An interesting ceremony took place last week at Blackpool, when Col. Cratton, commanding the third line groups, presented three men of the 1/9th King's (Liverpool Regiment) with decorations won during the assault on Loos on September 25. The men in question were Co.-S.-M. Byrne, on whom the president of the French Republic had conferred the Medaille Militaire, and Sergt. P. Williams and Pte J. Smith, who had been awarded the D.C.M. In making the presentations Col. Gratton said that as a King's man he felt a special pride in being able to associate himself with the present ceremony, for he recognised how well the 1/9th King's had done. In congratulating them he was only echoing the praises of Sir Douglas Haig, who had published in a special order of the day his appreciation for the deeds of the 1/9th King's, they being, he considered, equal to the 1st Battalion, who had left Aldershot at the beginning of the war under his command.
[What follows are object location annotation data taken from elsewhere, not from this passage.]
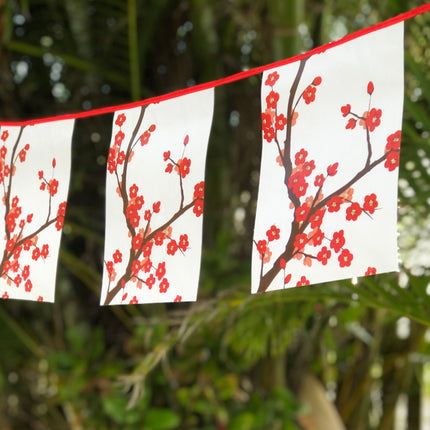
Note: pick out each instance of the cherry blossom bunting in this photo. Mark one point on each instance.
(327, 203)
(154, 201)
(34, 176)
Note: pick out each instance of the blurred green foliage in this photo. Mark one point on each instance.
(230, 360)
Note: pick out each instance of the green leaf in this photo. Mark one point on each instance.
(161, 419)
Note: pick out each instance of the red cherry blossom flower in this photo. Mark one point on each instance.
(317, 218)
(392, 160)
(6, 266)
(9, 245)
(319, 180)
(198, 207)
(45, 250)
(4, 136)
(59, 224)
(28, 286)
(370, 271)
(324, 255)
(156, 207)
(145, 138)
(393, 141)
(301, 241)
(120, 120)
(273, 233)
(297, 183)
(272, 99)
(3, 152)
(117, 256)
(138, 202)
(334, 203)
(345, 258)
(133, 191)
(147, 248)
(373, 119)
(161, 270)
(184, 167)
(136, 242)
(370, 203)
(119, 137)
(17, 252)
(266, 256)
(303, 281)
(164, 286)
(111, 166)
(301, 213)
(199, 190)
(26, 272)
(309, 94)
(22, 154)
(338, 241)
(272, 79)
(120, 158)
(261, 246)
(147, 265)
(17, 280)
(345, 109)
(53, 187)
(316, 237)
(351, 124)
(15, 266)
(150, 281)
(183, 242)
(266, 120)
(308, 167)
(136, 266)
(300, 157)
(269, 134)
(159, 238)
(280, 122)
(60, 212)
(332, 169)
(36, 254)
(353, 212)
(172, 247)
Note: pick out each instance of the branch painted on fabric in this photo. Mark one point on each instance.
(20, 231)
(307, 237)
(141, 220)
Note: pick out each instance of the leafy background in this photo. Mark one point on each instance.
(348, 352)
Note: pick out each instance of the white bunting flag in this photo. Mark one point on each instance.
(327, 202)
(154, 201)
(34, 182)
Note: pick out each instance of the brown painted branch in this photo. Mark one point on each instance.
(288, 165)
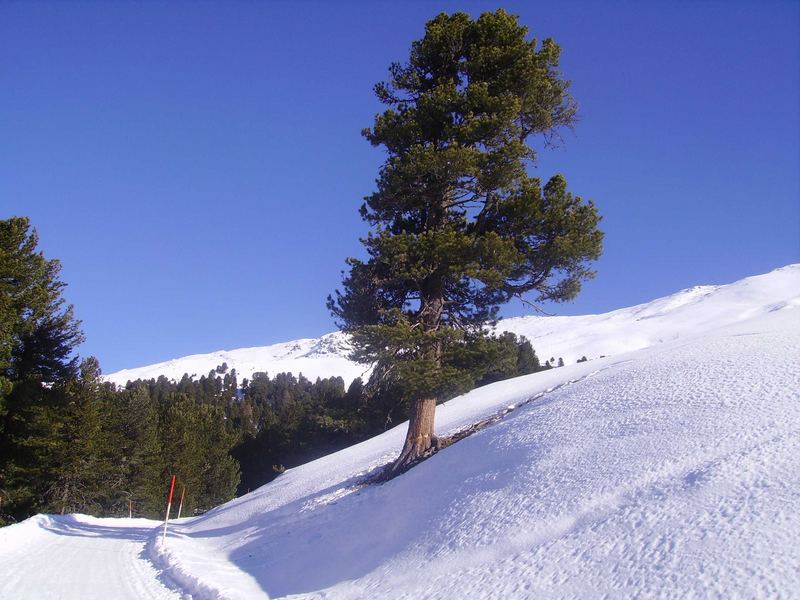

The Medaille Militaire is one of the highest honours conferred by France, and is practically synonymous to our V.C. It is held by very few men in the British Army, and Liverpool may feel justly proud of Coy.S.-M. Byrne, who has seen 16 years' service with the 9th King's, he being the only man in the West Lancashire Division who has received the coveted honour."
He was discharged from the Army on 21st October 1916. The reason given on the Silver War Badge Roll is 'Sickness', but without an arm this should obviously be 'wounds'. He was issued with Silver War Badge number 60235.
His service papers appear not to have survived.